3.「なぜ?」と繰り返し自問し、考える習慣をつける。
このような思考を身に付けることにより、物事の結論を導く過程において、「本当にそうなのか」と批判的に問うことで納得のいく結論に到達するスキルを養います。
問題解決力
プログラミングを通して、目の前の問題や課題を解決する能力を養うことを目的とします。これは、日常的に発生する問題や課題を解決するスキルが生きていく上で求められます。何か大きな問題や複雑な課題が立ちはだかったとしても、考えられる要因を自ら考え、解決するスキルが身に付けば、現代社会の問題解決にも応用することが出来ます。
創造力
エストニアでは、子供たちの五感をフルに使った、創造性を育む教育を重視しています。ITはツールでしかなく、創造力があって初めてITが生きてくるという考えがあるからです。エストニアでは、手を動かしたり、体を動かしたりする授業が多く、頭だけで考えるのではなく、実際に手や体を動かすことで創造力を開花させようという狙いがあります。
協調性
グループワークを通して、協調性を養うことを目的としています。ある学校ではロボット開発の授業を行っており、レゴで組み立てたロボットをパソコンでプログラムを組み、動かす演習をしています。ロボットが思い通りに動かなかったら、プログラムを改良する。このような作業をグループとして行うことで、楽しみながらプログラミングスキルを身に付け、協調性を育むことが出来ます。
学習内容
エストニアでは、7才~15才が小中一貫のベーシックスクールとなっており、9年間の義務教育が行われます。7才~10才では、特に楽しみながら、プログラミングに興味をもってもらうため、ロボットプログラムやゲームプログラムを用いて学習を行っている学校が多いです。
10才以上の子どもたちは、ロボット工学、プログラミングやWebデザインを学ぶグループが作られています。
現状の課題
課題として2つあげられます。1つ目は、プログラミングを指導する教員が不足していることです。プログラミングの専門教師がいれば、他の教科と兼任する教師も存在しています。エストニアだけに限らず世界に共通する課題だといえます。
2つ目は、上述していますが、使用する教科者や指導法が学校や指導者の裁量に委ねられているため、指導内容が学校により異なることです。受ける学校によっては、受講レベルにかたよりが生じてしまいます。
エストニアのプログラミング教育の効果
エストニアは、IT教育を強化したことにより、電子政府(e-Government)として世界をリードしています。プログラミング授業においては、コマ数や教材を指定せず、自主性に重きを置いたことにより、指示待ちではなく自ら考え、学習する姿勢が子どもたちに培われました。

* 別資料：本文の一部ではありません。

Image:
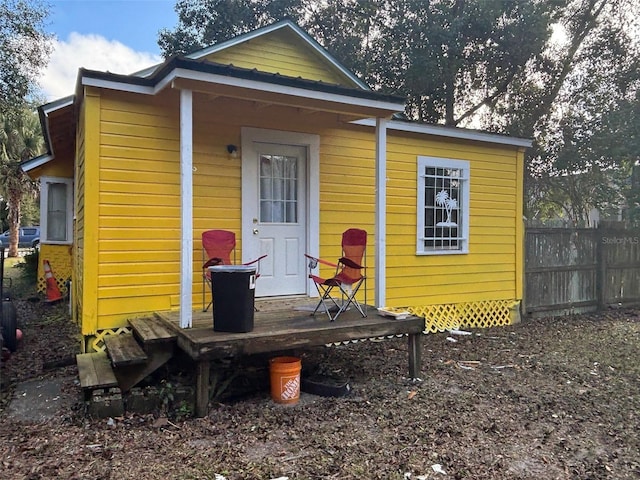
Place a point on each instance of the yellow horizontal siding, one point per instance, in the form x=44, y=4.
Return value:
x=139, y=203
x=488, y=271
x=279, y=52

このようなエストニアのITへの取り組みが功を奏して、エンジニアの割合が年々上昇しています。
まとめ
エストニアのプログラミング教育事情を紹介しましたが、いかがでしたでしょうか?エストニアのプログラミング教育の特徴として、国としてIT分野に力を入れており、また、学校、教師や児童の自主性を重んじる教育体制が挙げられます。
実際の授業では、手や体を使ってモノが動く手順を理解したり、実際にロボットを使いながら演習を行ったり、プログラミングを楽しむ環境が構築されています。また、このプログラミングを通して、考える習慣をつけさせ、課題解決力が養われ、社会に出る際に役立つスキルを習得しています。
日本では2020年からプログラミング教育が必修化しますが、エストニアのプログラミング教育から学ぶ点が多いのではないでしょうか。